吕芝莹坐在茶几前,不一会儿,花厅里就茶香四溢。
这亲密又轻松的氛围让出外三年的姜岱阳差点控制不了心里的激动,此景是身在外地的他一直惦记想念的。
他垂下眼,端起花梨木桌上的茶盏喝了一口,调整翻涌的心绪后,侃侃而谈这些年的打拼,以及午夜梦回时,总想着回来看他们,但又想要做出更多的成绩,时日一久便练就一身本领,看人、看帐及管人都很上手。
如今几个地方如彦城、真定、甘州、南昌都有寻宝坊、晨光车行及船行、晨光镖局,营利极好,赚来的钱除了大半存入钱庄外,就是购置店铺及田庄,店铺有的是转做些小牛意,有的租人,至于田庄,就完全租给当地农人,进益也算丰厚。

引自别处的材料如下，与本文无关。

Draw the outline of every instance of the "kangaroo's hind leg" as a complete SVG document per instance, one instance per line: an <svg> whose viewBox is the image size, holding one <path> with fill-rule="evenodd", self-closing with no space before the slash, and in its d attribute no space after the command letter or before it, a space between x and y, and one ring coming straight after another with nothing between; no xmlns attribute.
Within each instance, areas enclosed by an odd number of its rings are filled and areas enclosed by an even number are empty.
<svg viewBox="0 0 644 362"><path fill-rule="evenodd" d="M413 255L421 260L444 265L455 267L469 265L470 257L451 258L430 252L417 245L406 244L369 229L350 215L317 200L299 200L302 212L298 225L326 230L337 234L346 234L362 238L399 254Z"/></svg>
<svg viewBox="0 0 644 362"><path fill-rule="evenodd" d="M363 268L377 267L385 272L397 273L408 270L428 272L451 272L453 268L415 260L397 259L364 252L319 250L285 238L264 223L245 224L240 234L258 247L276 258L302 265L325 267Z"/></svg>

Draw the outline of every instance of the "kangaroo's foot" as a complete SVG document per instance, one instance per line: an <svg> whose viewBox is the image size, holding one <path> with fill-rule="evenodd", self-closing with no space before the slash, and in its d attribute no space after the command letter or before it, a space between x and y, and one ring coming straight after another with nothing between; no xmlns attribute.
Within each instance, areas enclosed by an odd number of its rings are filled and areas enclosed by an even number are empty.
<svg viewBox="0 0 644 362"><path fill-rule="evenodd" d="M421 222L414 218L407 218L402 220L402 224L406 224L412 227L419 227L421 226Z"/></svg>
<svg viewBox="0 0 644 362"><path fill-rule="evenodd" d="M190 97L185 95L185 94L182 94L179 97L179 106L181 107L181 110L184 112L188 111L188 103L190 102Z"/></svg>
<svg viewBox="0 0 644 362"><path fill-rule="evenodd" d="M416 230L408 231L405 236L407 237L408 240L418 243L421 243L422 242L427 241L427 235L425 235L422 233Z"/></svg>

他手下有多名管事,帐册大约三个月至半年交一回帐,凭借这些年的经商经验,分工分酬,适时给予职权,加上他找来的都是能人,将他的产业打理得有声有色,日进斗金,而一切能成功,井然有序,他都将这些经营得宜的功劳归功于养父的倾囊相授。
前世姜侑牺牲他一人,将他的财产,尤其是寻宝坊的巨额利润拿去做人情交际。为了搭上海贸这艘船,愿意合作的可不乏皇族贵人,姜家那些废物因而各有成就,庆安伯府更是蒸蒸日上,重新回到权贵圈中。
这一世,他积极培养人手,文武俱有,也掌握各地资讯,绝不让自己再落入前世那四面楚歌又悲惨的地步。
方辰堂严肃惯了,但养子有此成就,他真心高兴,眉眼间柔和许多,“长江后浪推前浪,你的成就比父亲好,不必客气,你真的很好。”
两世以来第一次得到养父正面肯定,姜岱阳喉间酸涩,暗暗吸气。
“真的,弟弟很好,大哥虽在内宅,但小厮说了,弟弟的种种事迹在穆城内外都传开了。”方泓逸也引以为豪。